3.1 The impedance problem

Sound travels well in air because the air molecules can move easily. Sound travels well in water for the same reason at the molecular level, but for a different reason at the macroscopic level: water is dense and incompressible, so any compression propagates very rapidly. The relevant property is acoustic impedance, defined as the ratio of pressure to particle velocity in a propagating wave: $Z = p/v$ .

For air at room temperature, $Z_\text{air} \approx 415\,\text{Pa}\cdot\text{s/m}$ . For water — and for the perilymph of the cochlea, which is essentially salt water — $Z_\text{water} \approx 1.5 \times 10^6\,\text{Pa}\cdot\text{s/m}$ . The ratio is about 3500. This is enormous.

Consider what happens when a sound wave in air meets a water surface. The pressure has to be continuous across the interface, and so does the particle velocity. But $Z_\text{water}/Z_\text{air} = 3500$ means that for a given pressure, the water moves about 3500 times less than the air on the other side. The acoustic wave cannot push the water hard enough to keep itself going. Most of its energy reflects back.

You can compute exactly how much. The reflection coefficient at a boundary between two media is

R = \frac{Z_2 - Z_1}{Z_2 + Z_1}.

▶ Derivation: reflection at a boundary between two media

Consider an acoustic plane wave $p_i = p_0\, e^{i(\omega t - k_1 x)}$ traveling rightward in medium 1 (impedance $Z_1$ ) toward a boundary at $x = 0$ . At the boundary, some of the wave reflects ( $p_r$ ) and some transmits ( $p_t$ ) into medium 2 (impedance $Z_2$ ):

p_r = R\, p_0\, e^{i(\omega t + k_1 x)}, \quad p_t = T\, p_0\, e^{i(\omega t - k_2 x)}.

Two boundary conditions hold at $x = 0$ :

Pressure is continuous: $p_i + p_r = p_t$ at $x = 0$ , giving $1 + R = T$ .
Particle velocity is continuous: $v_i + v_r = v_t$ . Using $v = p/Z$ for a forward wave and $v = -p/Z$ for a backward wave: $(p_i - p_r)/Z_1 = p_t/Z_2$ , so $(1 - R)/Z_1 = T/Z_2$ .

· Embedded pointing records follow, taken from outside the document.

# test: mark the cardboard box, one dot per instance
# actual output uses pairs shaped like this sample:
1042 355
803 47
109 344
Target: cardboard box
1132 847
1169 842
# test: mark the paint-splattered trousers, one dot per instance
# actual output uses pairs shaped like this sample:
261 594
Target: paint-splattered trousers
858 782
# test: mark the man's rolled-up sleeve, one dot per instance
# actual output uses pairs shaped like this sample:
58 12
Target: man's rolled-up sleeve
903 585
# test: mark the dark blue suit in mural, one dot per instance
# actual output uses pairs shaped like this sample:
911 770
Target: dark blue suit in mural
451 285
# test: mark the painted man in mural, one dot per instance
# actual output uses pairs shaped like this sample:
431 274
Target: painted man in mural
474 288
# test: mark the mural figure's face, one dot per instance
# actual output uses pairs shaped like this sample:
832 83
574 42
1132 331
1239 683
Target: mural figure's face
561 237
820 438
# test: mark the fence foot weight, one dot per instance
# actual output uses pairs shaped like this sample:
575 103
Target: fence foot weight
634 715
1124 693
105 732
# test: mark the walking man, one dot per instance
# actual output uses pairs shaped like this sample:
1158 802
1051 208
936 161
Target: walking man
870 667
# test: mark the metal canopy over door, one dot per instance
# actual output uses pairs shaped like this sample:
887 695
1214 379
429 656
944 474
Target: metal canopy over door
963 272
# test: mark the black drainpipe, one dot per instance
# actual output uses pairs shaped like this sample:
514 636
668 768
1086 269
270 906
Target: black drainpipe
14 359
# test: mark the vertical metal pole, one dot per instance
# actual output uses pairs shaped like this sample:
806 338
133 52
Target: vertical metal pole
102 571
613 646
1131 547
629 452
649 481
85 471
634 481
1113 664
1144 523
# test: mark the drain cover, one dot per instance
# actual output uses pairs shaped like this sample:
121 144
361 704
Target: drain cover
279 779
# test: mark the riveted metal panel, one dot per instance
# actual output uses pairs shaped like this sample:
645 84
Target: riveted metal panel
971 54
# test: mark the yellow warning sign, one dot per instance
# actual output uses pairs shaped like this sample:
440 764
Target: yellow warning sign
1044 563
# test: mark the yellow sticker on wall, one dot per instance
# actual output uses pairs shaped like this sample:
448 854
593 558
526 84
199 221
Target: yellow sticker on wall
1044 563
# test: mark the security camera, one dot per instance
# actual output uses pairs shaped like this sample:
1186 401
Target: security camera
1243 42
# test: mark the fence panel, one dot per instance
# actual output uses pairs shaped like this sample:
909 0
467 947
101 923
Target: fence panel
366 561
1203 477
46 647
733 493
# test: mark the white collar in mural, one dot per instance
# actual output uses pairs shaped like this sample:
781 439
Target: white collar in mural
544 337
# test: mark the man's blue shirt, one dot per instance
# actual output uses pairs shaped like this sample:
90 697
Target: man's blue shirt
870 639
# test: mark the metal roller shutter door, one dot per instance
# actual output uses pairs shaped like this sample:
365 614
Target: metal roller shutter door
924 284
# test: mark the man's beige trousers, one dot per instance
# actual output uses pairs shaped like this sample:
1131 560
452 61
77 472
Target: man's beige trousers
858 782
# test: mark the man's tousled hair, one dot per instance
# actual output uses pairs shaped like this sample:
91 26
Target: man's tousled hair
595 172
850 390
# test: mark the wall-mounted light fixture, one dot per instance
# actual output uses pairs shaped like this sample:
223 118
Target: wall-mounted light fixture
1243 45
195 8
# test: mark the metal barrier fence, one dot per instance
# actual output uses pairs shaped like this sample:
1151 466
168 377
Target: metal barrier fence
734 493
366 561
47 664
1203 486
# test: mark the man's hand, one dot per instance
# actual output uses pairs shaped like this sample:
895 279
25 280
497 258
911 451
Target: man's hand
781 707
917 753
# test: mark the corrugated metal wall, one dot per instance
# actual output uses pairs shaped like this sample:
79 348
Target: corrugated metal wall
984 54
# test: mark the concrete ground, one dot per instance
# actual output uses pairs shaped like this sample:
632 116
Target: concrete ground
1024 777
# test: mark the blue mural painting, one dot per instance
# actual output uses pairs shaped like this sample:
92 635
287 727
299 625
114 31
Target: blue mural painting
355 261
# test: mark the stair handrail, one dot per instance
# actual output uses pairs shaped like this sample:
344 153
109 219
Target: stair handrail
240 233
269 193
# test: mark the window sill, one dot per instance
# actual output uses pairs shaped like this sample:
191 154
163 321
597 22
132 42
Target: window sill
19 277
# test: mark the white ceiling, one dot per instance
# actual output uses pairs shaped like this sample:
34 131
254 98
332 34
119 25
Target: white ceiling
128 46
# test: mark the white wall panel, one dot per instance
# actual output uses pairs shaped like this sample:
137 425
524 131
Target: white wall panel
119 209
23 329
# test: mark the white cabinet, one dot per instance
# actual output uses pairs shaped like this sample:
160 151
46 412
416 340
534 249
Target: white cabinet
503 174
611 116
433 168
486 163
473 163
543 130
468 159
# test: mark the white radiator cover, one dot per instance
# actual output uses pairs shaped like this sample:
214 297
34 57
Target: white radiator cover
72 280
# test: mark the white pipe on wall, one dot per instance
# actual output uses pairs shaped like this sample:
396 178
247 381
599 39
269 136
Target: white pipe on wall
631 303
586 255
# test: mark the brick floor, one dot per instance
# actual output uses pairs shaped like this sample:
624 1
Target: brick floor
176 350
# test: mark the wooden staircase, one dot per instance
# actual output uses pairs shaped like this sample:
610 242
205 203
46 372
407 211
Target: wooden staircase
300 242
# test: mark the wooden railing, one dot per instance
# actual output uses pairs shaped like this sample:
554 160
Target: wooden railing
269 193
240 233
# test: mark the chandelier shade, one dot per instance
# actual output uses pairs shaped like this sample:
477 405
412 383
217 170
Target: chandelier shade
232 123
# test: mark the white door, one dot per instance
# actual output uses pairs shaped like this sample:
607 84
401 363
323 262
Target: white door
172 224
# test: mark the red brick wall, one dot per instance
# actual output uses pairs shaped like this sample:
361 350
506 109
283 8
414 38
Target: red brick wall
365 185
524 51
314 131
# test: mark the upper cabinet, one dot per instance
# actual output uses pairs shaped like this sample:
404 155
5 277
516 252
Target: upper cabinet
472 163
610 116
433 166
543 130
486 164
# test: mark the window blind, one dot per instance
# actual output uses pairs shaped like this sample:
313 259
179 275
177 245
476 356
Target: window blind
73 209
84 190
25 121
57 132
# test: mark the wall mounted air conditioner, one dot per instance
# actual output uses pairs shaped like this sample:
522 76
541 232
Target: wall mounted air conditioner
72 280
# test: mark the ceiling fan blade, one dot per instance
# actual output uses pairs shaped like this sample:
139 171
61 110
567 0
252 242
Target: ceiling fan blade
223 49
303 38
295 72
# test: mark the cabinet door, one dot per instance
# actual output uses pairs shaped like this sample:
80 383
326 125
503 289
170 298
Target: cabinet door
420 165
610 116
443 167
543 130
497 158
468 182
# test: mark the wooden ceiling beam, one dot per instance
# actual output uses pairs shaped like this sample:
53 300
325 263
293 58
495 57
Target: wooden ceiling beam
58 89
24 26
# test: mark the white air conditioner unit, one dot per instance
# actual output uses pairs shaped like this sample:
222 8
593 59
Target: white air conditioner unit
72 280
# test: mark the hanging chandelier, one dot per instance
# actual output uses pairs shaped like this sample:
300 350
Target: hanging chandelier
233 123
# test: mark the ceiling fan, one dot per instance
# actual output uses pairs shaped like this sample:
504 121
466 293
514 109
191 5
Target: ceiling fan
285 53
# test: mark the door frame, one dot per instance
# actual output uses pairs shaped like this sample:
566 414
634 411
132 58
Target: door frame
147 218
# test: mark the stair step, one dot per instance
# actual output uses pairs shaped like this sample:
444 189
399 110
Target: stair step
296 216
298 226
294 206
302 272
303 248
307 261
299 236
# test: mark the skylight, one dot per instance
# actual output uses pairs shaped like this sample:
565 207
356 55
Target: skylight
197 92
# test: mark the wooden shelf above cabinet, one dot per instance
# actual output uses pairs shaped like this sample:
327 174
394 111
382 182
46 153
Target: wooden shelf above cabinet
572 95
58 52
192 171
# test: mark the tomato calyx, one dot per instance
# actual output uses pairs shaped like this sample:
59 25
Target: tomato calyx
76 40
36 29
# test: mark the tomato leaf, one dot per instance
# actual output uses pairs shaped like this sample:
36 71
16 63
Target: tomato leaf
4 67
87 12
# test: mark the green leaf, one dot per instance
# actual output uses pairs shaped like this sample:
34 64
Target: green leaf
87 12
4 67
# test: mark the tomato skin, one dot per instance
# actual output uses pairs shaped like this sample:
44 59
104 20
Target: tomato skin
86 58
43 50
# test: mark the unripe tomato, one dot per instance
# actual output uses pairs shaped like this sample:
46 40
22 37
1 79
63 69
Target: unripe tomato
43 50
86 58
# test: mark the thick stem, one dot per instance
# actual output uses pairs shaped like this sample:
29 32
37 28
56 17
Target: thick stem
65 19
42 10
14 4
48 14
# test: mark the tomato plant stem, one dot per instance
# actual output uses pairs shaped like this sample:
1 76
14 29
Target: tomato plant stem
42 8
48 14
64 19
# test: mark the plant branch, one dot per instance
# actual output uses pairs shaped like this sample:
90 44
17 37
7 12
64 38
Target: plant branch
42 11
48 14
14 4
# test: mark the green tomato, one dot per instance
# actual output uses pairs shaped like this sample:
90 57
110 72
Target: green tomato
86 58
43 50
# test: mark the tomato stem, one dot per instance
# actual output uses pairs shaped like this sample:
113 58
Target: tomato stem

From (1), $T = 1 + R$ . Substituting into (2):

\frac{1 - R}{Z_1} = \frac{1 + R}{Z_2}.

Cross-multiplying: $Z_2 (1 - R) = Z_1 (1 + R)$ , so $Z_2 - Z_1 = R(Z_1 + Z_2)$ , giving

R = \frac{Z_2 - Z_1}{Z_1 + Z_2}.

Plug in $Z_1 = Z_\text{air}$ and $Z_2 = Z_\text{water}$ : $R \approx 0.999$ . The intensity reflection coefficient is $|R|^2 \approx 0.9989$ , which means the transmitted power fraction is

T = 1 - |R|^2 \approx 0.0011,

or in decibels, about $-29.6$ dB. More than 99.9% of incoming sound power would reflect off the cochlear fluid if it were simply exposed to air. A sound at 60 dB SPL in air would arrive at the cochlea at the equivalent of 30 dB SPL — most of speech would fall below the threshold of audibility.

This is what the middle ear has to fix.